US industrial interests took centre-stage at the start of Barack Obama's visit to India as he and the prime minister, Narendra Modi, outlined a deal to limit the legal liability of US suppliers in the event of a nuclear power plant catastrophe.
Thirty years after an infamous chemical leak killed thousands at Union Carbide's factory in Bhopal, the threat of tough Indian compensation laws has frustrated US hopes of an export boom in the energy sector – despite an agreement by former US president George W Bush to share civil nuclear technology in 2005.

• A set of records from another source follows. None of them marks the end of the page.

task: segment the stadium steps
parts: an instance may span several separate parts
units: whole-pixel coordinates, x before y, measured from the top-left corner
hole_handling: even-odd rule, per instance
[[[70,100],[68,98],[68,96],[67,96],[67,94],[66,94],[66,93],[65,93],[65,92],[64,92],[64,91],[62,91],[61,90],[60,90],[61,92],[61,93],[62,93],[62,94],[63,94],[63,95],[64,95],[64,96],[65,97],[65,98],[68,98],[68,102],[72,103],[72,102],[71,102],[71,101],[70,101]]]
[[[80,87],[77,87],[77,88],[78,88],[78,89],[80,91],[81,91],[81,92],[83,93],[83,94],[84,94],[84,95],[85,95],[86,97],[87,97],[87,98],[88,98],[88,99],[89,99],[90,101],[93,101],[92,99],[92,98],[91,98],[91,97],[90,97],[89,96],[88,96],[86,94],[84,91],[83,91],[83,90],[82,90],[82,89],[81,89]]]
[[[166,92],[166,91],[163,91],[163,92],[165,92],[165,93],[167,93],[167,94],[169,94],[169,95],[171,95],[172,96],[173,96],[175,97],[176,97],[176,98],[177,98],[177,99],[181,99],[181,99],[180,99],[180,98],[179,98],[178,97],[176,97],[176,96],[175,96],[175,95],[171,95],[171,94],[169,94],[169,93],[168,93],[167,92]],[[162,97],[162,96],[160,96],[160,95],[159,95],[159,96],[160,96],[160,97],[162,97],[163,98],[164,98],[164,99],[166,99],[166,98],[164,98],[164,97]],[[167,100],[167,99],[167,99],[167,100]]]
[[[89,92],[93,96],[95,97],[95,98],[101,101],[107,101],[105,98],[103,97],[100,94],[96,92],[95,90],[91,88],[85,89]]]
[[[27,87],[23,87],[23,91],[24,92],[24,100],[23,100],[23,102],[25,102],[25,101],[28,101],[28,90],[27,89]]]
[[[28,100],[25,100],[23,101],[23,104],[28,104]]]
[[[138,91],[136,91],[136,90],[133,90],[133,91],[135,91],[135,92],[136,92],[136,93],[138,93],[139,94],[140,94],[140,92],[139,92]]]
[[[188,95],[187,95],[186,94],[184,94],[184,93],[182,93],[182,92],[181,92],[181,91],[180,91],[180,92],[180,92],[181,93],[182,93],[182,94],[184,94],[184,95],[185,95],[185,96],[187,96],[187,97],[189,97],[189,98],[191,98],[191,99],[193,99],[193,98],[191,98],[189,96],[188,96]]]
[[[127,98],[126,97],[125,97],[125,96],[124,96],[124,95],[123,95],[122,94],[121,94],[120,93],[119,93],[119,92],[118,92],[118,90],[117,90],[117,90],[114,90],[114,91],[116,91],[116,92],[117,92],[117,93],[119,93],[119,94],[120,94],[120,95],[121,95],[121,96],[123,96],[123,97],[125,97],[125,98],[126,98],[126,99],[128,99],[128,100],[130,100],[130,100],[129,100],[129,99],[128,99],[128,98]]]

After pressure from US diplomats, the Indian government was thought to have agreed a state-backed insurance scheme that would cap the exposure of nuclear suppliers and open the door to billions of dollars of new contracts. India will also allow closer tracking of spent fuel to limit the risk of it falling into terrorist hands.
"Today we achieved a breakthrough understanding on two issues that were holding up our civil nuclear cooperation," Obama said on Sunday.
"The  civil nuclear agreement was the centrepiece of our transformed relationship, which demonstrated new trust and economic opportunities and expanded our option for clean energy," added Modi.
"In the course of the past four months we have worked with a sense of common purpose to move it forward ... I am pleased we have agreed the next stage, consistent with our law and technical and commercial viability."
Details of the deal remain vague, however, and officials stressed they were still working out the finer arrangements of the scheme, which is designed to avoid the need to change Indian law.
"We think we came to an understanding of the liability" issue, said the US ambassador to Delhi, Richard Verma, which will operate "through a memorandum of law within the Indian system".
To fuel its rapidly industrialising economy, India hopes to increase the share of electricity generated from nuclear sources from 4% to 25% by 2050, and the issue has taken on added significance after separate environmental talks failed to agree carbon reduction targets of the sort the US reached with China.
Modi said he supported efforts to tackle climate change, but pointedly refused to accept comparisons with the recent US deal with China, which India views as further ahead in its industrialisation phase.
"We expressed hope for a successful Paris conference on climate change this year," said the Indian prime minister. "The agreement that has been concluded between the US and China does not impose pressure on us; India is an independent country. But climate change and global warning itself is huge pressure."
The two leaders trumpeted more limited deals on air pollution and renewable energy that the US president said would help "promote clean energy and confront climate change". The US said it would share data and tools to help improve air quality.
But ahead of the summit, US analysts expected the nuclear deal to be the key "deliverable" of Obama's visit and negotiators extended preliminary talks in London last week to hammer out final details.
"Nuclear liability remains the cinder in the eye of the relationship right now," Rick Rossow, of the Centre for Strategic and International Studies (CSIS), said in Washington last week. "Nuclear cooperation was the high-water mark for our bilateral history and the fact that India's nuclear liability law precludes American involvement, it stings."
US suggestions of full legal indemnity for suppliers were knocked by the Indian government, which is wary of trying to overturn a 2010 nuclear liability law in parliament.
Instead, US lobbyists and commentators have stressed nuclear power's role in reducing India's dependency on coal and other polluting energy sources.
"We're very cognisant of the fact that India has suffered the worst industrial tragedy [at Bhopal] but at the same time, environmental degradation is another form of industrial tragedy and nuclear is a cleaner source," added Rossow.
"The family that's heating their home by using a dung cake and doesn't have piping, right, they're slowly killing themselves. So nuclear's not perfect, but you also have to look at the alternatives."